This document explains how WinCross handles significance testing for both unweighted and weighted data. It provides guidance on using the built-in Significance Testing Tool—originally developed for unweighted data—and outlines how different statistical programs, such as WinCross and SPSS, approach the treatment of weights in testing means and percentages. The paper emphasizes that the WinCross method yields more accurate results, detailing how to input weighted means, standard deviations, and effective sample sizes correctly for reliable analysis.

Authored by Dr. Albert Madansky, this paper compares how WinCross, Quantum, and SPSS compute the standard error of a weighted mean. It explains the theoretical foundation behind each method and demonstrates why WinCross’s approach—using the unweighted variance and effective sample size (b)—provides an unbiased estimate of the variance of a weighted mean. In contrast, SPSS employs a “weighted variance” and the sum of the weights as its sample size, leading to biased results. Through formulas and a practical example, the document shows how these differing methodologies impact hypothesis testing and underscores the statistical rigor of the WinCross approach.

Written by Dr. Albert Madansky, this paper compares how WinCross, SPSS, and Mentor (CfMC) handle significance testing with weighted means. It breaks down the mathematical foundations behind each system’s computation of the standard error and variance, highlighting how these differences affect test accuracy. The document concludes that WinCross’s method—using the unweighted variance and effective sample size—provides the most statistically reliable results, as it produces an unbiased and lower-variance estimate of the true population variance. The paper also demonstrates how to replicate each software’s method using T-Test templates, showing why the WinCross approach is preferred for precise and defensible hypothesis testing.

In this simulation study by Dr. Albert Madansky, 1,000 random samples were generated to compare how WinCross, SPSS, and Mentor estimate the variance of a weighted mean. The results show that both WinCross and Mentor provide unbiased estimates, while SPSS tends to overestimate due to its weighting method. However, WinCross demonstrates a smaller standard deviation in its estimates, meaning its results are consistently closer to the true variance. The paper concludes that the WinCross approach is statistically superior, producing more stable and accurate estimates of weighted variance across repeated samples.

This paper by Dr. Albert Madansky provides a detailed theoretical comparison of how WinCross, SPSS, and Mentor (CfMC) calculate the variance of a weighted mean. It breaks down each program’s mathematical method, explaining the role of effective sample size and weighting bias in determining the accuracy of statistical results. The analysis shows that WinCross and Mentor both produce unbiased estimates, but the WinCross estimator (s²/f) has a smaller variance—making it the more efficient and reliable choice. SPSS, by contrast, applies a biased weighting formula that inflates variance estimates and reduces test precision. The paper mathematically demonstrates why WinCross yields more stable and consistent significance testing outcomes.

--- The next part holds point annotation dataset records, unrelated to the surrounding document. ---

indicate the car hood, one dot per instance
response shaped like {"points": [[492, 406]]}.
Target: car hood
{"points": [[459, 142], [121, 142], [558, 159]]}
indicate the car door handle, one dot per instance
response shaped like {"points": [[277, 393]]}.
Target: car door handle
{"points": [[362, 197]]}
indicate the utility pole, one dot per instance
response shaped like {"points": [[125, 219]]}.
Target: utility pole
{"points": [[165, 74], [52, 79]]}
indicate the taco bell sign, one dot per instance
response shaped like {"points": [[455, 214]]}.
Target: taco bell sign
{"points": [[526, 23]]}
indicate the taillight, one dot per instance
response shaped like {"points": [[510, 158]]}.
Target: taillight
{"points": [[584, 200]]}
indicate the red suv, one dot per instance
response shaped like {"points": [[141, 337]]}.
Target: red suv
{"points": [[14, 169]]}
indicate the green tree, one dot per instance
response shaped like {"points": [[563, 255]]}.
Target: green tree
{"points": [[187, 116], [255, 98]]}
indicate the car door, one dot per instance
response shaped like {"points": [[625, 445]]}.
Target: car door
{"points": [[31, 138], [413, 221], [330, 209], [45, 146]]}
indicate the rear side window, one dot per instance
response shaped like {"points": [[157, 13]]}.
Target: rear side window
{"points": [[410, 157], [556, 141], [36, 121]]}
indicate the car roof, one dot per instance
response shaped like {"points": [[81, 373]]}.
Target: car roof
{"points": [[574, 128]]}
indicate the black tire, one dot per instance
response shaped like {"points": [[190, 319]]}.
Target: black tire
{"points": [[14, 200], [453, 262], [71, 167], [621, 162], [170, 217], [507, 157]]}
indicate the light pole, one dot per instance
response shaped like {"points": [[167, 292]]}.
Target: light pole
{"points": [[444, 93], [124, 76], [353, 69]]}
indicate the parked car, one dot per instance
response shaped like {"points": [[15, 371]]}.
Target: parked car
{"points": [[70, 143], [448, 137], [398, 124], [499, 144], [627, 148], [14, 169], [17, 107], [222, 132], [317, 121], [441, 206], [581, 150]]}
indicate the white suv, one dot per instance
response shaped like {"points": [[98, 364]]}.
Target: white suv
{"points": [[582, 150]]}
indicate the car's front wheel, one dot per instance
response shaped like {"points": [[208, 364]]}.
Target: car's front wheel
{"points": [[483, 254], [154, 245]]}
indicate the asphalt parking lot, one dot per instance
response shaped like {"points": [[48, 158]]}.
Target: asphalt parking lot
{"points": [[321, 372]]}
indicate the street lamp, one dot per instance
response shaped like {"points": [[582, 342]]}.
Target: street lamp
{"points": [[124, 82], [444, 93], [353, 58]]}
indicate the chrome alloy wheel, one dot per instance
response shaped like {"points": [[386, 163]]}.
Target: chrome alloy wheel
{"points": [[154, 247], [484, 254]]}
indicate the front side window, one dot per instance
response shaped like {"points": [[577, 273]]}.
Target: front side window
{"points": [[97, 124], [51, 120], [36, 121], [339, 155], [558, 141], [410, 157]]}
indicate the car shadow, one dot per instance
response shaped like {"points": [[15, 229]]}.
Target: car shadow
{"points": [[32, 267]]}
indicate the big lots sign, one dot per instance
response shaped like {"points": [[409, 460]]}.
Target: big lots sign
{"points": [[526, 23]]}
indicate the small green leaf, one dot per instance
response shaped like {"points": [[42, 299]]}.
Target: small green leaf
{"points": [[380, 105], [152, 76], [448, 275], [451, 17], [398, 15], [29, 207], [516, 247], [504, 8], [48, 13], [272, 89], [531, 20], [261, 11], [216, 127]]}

This paper by Dr. Albert Madansky examines how to test whether the mean of a subgroup (“part”) differs significantly from that of the total group (“whole”). It compares the WinCross t-test approach with the National Assessment of Educational Progress (NAEP) method. WinCross calculates the variance of the part–whole difference using a formulation that provides greater sensitivity and accuracy, while the NAEP approach produces a larger standard error, leading to fewer detected differences. The analysis shows that the WinCross method more precisely identifies real differences between a subset and its parent population, particularly when the subset is a substantial portion of the total sample.

This paper addresses situations where statistical tests can misleadingly indicate “significant” differences due to overlapping or disproportionate samples. Dr. Albert Madansky explains how comparisons involving shared respondents—or cases where a subset (“part”) makes up almost all or very little of a dataset (“whole”)—can distort test results. The document details both mean and proportion comparisons, showing how variance approaches zero as overlap increases, falsely inflating t or z statistics. To prevent such errors, WinCross automatically flags and suppresses results where overlap exceeds 95% or is below 5%, ensuring that only meaningful differences are reported.

In this paper, Dr. Albert Madansky outlines the correct statistical approach for testing differences between Net Promoter Scores (NPS) across samples. It explains that NPS, derived from “promoters,” “passives,” and “detractors,” follows a multinomial distribution, and that treating these proportions as independent—as many analyses mistakenly do—underestimates the true variance, leading to false significance. The document provides the correct formulas for both unweighted and weighted NPS comparisons, incorporating effective sample size adjustments for accurate variance estimation. It also discusses complex scenarios such as overlapping samples or correlated responses, ensuring researchers apply valid inference techniques when comparing NPS across groups or time periods.